The report also states that a no-deal Brexit would require an “immediate focus on crisis management” and possible temporary solutions which would be rapidly implemented until the necessary longer-term adjustments are in place.

It outlines that for Ireland, a no-deal Brexit would potentially involve severe macroeconomic, trade and sectoral impacts.

Grappling with the enormous range of impacts both in the immediate short term and in the longer term will involve difficult and significant choices of a practical, strategic and political nature.

It is stated that the primary channel through which Brexit’s economic effects would emerge would be through application of WTO tariffs and regulatory divergence (non-tariff barriers).

These could affect supply chains and the cost and/or availability of imports from the UK.

“A further fall in the value of sterling would impact on the competitiveness of Irish businesses, while a deterioration in economic conditions in Britain could impact on exports,” it states.

The document explains that the economic impact is also likely to be greater in certain regions – especially the border region – and on smaller businesses that are more dependent on trade with Britain and Northern Ireland.

Under adverse macroeconomic scenarios, an increase in exchequer borrowing and other measures might be required, the document notes.

Northern Ireland

In the absence of a withdrawal agreement, there would inevitably be questions over the protections offered by the Good Friday Agreement and to the rights and benefits enjoyed by the people of Northern Ireland.

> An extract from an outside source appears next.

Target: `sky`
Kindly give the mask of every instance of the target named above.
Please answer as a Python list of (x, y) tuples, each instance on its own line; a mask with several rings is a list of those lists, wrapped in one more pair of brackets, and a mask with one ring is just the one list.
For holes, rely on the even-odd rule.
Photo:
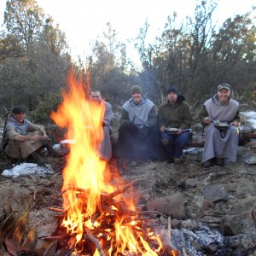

It is stated that for Northern Ireland businesses and farmers, the prospect of operating outside the EU with no deal would be extremely serious.

“The commitment of the Government throughout the Brexit process to preventing the re-emergence of a hard border on the island of Ireland remains of the highest priority.

“The focus of the Government is on ensuring ratification of the withdrawal agreement and its backstop provisions,” it states.

Pressure points

Under the Department of Agriculture’s contingency planning, it continues to explore pressure points that industry might encounter and is looking at mitigation options in the event of a hard Brexit.

Areas covered include supply chain analysis, transport/logistical arrangements, possible import control and export certification requirements, use of the UK landbridge, and integration with customs arrangements.

The document outlines that funding to Bord Bia has been increased under the last three budgets to a total of €19.5 million since 2016 – representing a 60% increase in funding for marketing and promotion of our food offering since 2014.

Market diversification and the Minister for Agriculture, Food and the Marine, Michael Creed’s, recent trade missions to the Gulf Region, China, Canada, the United States of America, Mexico, Japan, Korea, Malaysia and Indonesia are also highlighted.

Budget 2019’s €78 million Brexit package for farmers, fishermen, food SMEs aimed at covering additional costs related to Brexit is also underlined.